How can you not go crazy for this suit by Schiaparelli? 4 diagonal pleats all converge at the waist with a big button right in the center. It appears that the hipline of the jacket is flared just slightly with the use of stiff interlining. That technique also makes the waist appear tiny.
Adele Simpson wool suit in black and white tweed with black velvet lining the neckline. The black buttons end right at the waist and your eye is drawn right to that point. The hips stand away just slightly to make the waist appear small. Suit sold for $155 in 1951 (about $1297 in today's dollar).
Swansdown offered this wool tweed suit. The jacket has a subtle stripe that co-ordinates with the skirt. Those big pocket flaps accent the width of the hips, making the waist appear smaller.
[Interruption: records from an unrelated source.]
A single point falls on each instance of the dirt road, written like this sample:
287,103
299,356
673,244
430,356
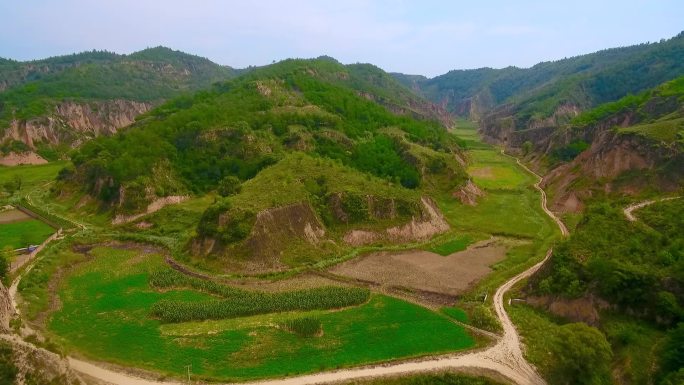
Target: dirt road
505,357
629,210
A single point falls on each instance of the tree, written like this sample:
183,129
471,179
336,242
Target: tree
582,355
527,147
673,351
4,264
229,185
13,184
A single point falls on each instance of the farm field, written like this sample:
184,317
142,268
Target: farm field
19,230
31,176
105,315
509,211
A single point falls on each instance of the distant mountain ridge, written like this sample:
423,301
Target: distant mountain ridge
529,96
66,100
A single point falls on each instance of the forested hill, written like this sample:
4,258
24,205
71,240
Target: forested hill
71,98
530,95
238,127
297,155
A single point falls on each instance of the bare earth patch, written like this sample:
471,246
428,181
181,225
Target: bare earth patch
427,271
481,172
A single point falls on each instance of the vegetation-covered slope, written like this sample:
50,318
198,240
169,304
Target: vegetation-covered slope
67,98
626,278
634,144
530,96
364,166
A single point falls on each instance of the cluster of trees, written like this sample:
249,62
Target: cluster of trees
104,76
234,131
625,263
638,267
586,80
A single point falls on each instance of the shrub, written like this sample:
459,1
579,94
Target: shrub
229,185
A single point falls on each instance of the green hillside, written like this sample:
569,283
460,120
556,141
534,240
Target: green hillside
535,92
151,75
656,114
631,274
296,136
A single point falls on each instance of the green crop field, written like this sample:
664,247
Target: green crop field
23,233
31,176
105,315
510,208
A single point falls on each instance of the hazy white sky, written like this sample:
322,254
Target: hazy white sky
426,37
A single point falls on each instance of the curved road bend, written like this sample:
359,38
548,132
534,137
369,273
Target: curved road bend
505,357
The suit sold for $80 in 1951 (about $670 in today's dollar).
Famous furrier Revillon offered this suit in wool with an attached Karakul lamb fur stole. Here the jacket flares into a pleated peplum and the waist is belted, all to accent the appearance of slimness.
Another Adele Simpson suit, this time in black and white micro-herringbone check with black velvet at the collar. Here Simpson makes a V with the buttons, fooling the eye into thinking the bust is large and the waist is tiny. The hipline of this jacket is definitely wider than that of the skirt. Suit sold for $155 in 1951 (about $1297 in today's dollar).